There might be a hint in the map in the form of a band of off-white colours down the spine of Te Waipounamu of the Southern Alps. But there’s not a lot else to suggest anything systematic about the colours, apart from the slightly obvious fact that the lake places are nearly all blues of one kind or another. We can see these two features in the subsetted maps below.
import matplotlib.pyplot as plt
lake_recs = dulux_map.place.str.startswith("Lake")
lakes = gpd.GeoDataFrame(
data = dulux_map[lake_recs][["hex"]],
geometry = gpd.GeoSeries(dulux_map.geometry[lake_recs]))
mt_recs = dulux_map.place.str.startswith("Mt")
mts = gpd.GeoDataFrame(
data = dulux_map[mt_recs][["hex"]],
geometry = gpd.GeoSeries(dulux_map.geometry[mt_recs]))
fig, axes = plt.subplots(nrows = 1, ncols = 2,
figsize = (8, 6),
layout = "constrained")
for ax, subset, title in zip(axes, [lakes, mts], ["Lakes", "Mountains"]):
nz.plot(ax = ax, fc = "none", ec = "grey", lw = 0.25)
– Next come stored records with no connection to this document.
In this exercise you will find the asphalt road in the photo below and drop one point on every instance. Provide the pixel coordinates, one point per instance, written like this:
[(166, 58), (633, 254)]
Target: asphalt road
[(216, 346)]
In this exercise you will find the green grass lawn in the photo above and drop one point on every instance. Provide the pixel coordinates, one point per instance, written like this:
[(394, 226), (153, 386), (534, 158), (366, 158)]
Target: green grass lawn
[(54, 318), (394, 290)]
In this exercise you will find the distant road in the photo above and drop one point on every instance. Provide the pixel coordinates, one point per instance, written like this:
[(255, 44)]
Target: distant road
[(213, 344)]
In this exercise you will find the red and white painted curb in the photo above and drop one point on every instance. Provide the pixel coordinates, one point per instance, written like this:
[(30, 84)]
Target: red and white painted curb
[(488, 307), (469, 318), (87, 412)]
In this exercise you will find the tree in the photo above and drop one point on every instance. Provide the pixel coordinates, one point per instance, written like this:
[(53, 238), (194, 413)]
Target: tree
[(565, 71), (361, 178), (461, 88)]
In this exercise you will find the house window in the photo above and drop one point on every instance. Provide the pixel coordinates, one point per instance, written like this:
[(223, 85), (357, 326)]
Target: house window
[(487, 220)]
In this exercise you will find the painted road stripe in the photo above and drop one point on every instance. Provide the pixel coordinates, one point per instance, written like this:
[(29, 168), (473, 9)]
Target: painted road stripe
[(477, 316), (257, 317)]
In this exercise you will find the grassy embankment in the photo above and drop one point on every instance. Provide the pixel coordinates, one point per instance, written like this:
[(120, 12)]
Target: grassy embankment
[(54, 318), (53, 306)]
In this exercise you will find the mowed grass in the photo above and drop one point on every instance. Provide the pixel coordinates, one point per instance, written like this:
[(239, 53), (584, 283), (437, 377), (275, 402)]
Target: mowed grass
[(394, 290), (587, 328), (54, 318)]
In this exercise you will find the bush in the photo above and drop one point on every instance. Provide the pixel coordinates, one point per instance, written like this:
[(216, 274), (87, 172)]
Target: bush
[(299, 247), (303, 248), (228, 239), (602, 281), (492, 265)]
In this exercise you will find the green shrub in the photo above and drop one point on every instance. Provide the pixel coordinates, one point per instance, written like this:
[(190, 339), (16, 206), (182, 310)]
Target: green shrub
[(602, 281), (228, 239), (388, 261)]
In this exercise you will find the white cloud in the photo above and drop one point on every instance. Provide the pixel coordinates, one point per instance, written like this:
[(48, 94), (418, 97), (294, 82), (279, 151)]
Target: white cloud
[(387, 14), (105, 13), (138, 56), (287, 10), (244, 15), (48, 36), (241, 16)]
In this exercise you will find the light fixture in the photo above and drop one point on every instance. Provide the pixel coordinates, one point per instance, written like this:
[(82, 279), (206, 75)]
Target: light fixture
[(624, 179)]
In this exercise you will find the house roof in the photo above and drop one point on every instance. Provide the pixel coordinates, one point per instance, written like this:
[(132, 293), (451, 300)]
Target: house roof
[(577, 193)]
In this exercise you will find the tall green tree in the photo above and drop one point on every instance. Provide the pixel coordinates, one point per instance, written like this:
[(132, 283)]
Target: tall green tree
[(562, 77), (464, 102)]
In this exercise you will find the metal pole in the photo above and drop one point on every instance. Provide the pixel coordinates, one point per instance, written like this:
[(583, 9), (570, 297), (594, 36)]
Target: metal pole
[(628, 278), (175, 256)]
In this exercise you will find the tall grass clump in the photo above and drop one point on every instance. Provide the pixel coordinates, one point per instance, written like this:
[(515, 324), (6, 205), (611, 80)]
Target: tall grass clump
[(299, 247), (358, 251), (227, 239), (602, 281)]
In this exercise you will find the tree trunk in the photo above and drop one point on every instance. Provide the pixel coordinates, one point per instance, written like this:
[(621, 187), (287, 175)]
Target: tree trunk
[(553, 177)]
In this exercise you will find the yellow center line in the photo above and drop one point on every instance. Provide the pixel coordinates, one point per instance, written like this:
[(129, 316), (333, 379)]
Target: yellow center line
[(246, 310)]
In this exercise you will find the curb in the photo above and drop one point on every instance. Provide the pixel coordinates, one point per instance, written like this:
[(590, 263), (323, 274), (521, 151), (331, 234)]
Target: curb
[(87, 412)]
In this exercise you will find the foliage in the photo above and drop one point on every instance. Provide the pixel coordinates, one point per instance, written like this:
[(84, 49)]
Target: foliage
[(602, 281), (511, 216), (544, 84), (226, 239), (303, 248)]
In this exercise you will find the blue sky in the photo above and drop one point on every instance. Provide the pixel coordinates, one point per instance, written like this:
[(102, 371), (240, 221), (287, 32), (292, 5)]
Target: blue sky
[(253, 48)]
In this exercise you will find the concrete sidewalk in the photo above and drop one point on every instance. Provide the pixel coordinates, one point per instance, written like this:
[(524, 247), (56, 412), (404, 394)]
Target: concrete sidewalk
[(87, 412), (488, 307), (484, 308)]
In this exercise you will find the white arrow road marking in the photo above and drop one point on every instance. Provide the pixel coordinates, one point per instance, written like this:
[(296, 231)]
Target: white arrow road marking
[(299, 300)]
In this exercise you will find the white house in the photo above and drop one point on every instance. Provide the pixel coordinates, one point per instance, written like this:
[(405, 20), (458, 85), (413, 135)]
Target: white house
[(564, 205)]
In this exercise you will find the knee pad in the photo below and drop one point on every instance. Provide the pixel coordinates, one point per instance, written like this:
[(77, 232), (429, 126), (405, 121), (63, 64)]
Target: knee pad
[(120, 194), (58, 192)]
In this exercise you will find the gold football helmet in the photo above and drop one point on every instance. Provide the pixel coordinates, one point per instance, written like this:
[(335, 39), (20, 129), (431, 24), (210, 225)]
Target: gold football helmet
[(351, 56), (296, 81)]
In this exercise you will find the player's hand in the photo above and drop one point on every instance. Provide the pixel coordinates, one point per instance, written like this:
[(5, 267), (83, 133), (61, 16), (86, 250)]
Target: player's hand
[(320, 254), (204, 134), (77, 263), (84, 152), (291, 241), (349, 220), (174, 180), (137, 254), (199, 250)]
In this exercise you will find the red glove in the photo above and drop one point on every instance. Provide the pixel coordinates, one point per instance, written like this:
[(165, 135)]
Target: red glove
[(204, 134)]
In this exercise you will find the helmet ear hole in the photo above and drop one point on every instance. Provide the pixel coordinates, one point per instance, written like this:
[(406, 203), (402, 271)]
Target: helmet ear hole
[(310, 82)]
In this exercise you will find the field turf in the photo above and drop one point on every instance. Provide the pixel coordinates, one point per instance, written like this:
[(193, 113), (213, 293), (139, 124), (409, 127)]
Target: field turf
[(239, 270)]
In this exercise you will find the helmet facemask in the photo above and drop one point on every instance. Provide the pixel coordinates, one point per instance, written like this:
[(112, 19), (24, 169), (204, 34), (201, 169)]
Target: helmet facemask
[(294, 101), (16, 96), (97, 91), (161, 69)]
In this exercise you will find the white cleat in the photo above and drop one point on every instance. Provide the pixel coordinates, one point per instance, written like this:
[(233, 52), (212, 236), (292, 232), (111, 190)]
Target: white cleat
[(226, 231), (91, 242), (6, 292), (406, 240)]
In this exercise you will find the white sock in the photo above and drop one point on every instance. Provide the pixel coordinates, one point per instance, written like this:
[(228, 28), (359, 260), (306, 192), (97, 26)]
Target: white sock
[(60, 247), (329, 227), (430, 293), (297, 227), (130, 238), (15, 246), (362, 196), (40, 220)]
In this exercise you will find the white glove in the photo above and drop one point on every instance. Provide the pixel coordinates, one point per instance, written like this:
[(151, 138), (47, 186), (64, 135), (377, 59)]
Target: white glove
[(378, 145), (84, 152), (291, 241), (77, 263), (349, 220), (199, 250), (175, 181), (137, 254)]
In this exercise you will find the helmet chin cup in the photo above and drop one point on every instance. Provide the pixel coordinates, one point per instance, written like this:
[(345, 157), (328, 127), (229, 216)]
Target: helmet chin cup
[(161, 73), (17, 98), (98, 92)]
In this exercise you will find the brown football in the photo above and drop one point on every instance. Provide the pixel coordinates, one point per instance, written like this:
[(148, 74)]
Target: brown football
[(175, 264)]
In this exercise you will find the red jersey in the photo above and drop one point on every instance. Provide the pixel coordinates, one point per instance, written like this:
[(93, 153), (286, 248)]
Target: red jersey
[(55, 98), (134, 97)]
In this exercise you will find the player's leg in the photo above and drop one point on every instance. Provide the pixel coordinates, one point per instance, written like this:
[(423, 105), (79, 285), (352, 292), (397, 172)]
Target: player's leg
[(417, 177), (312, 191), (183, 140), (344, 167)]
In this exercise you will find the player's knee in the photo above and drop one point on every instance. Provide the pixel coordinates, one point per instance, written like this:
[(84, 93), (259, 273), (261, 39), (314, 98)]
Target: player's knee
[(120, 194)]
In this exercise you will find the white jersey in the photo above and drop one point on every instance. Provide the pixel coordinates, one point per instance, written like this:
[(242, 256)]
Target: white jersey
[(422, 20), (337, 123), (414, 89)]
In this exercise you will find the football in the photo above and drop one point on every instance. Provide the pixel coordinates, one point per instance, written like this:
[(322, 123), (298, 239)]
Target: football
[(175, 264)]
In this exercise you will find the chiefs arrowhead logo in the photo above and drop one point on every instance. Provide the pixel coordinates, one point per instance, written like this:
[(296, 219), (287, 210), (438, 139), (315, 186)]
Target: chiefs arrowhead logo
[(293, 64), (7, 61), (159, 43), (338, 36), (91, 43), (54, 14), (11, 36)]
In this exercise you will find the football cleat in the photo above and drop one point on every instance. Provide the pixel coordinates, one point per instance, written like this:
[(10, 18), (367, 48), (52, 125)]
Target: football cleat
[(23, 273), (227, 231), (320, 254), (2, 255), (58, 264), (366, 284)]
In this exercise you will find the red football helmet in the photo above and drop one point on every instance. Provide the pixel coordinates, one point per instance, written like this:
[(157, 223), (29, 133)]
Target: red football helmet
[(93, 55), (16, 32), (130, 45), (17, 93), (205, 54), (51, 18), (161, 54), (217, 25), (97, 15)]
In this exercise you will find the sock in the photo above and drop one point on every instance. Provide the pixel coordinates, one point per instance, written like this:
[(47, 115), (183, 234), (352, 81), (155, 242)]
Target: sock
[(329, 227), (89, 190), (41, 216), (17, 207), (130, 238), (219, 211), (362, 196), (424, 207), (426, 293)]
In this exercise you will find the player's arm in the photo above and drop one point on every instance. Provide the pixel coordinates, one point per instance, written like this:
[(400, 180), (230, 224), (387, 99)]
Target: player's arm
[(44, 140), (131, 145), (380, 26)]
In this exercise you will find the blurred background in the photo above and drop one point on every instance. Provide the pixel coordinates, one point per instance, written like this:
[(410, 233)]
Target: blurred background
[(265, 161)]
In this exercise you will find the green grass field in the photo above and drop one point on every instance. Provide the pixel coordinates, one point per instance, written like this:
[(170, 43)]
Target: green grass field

subset.plot(ax = ax, fc = subset.hex, lw = 0.1, ec = "k" )
ax.set_title(title)
ax.set_axis_off()
This sort of things makes one contemplate ones life choices. Or at any rate reflect on the never-ending comparison between R and Python. It wasn’t especially difficult to make these maps in either platform.
Python’s requests
, BeautifulSoup
, json
combo is pretty amazing for pulling the data. Python’s general purpose lists, dictionaries, named tuples are much easier to deal with than always trying to make things work as dataframe pipelines in R. I know you can write functions in R too, it’s just that somehow the pipeline mindset takes over and you find yourself puzzling out how to do things using tables when a dictionary makes it trivial.
By the same token, I don’t know if I will ever get completely comfortable with pandas
rather oblique subsetting and data transformation methods compared to tidyverse R’s dplyr
pipelines, but saying that, splitting strings (the paint names) to remove the paint modifier suffixes was easier in Python that using tidyverse’s separate_wider
.
I enjoyed using namedtuples
here in the geocoding step to make the code a little clearer, although it may be overkill where a small table like this is involved. It’s never a bad thing to extend your use of language features like this.
As always, when it comes to visualization I miss ggplot
, but geopandas
explore
method makes it trivial to create a web map, which was the end goal here.
Now, I should go and paint that room.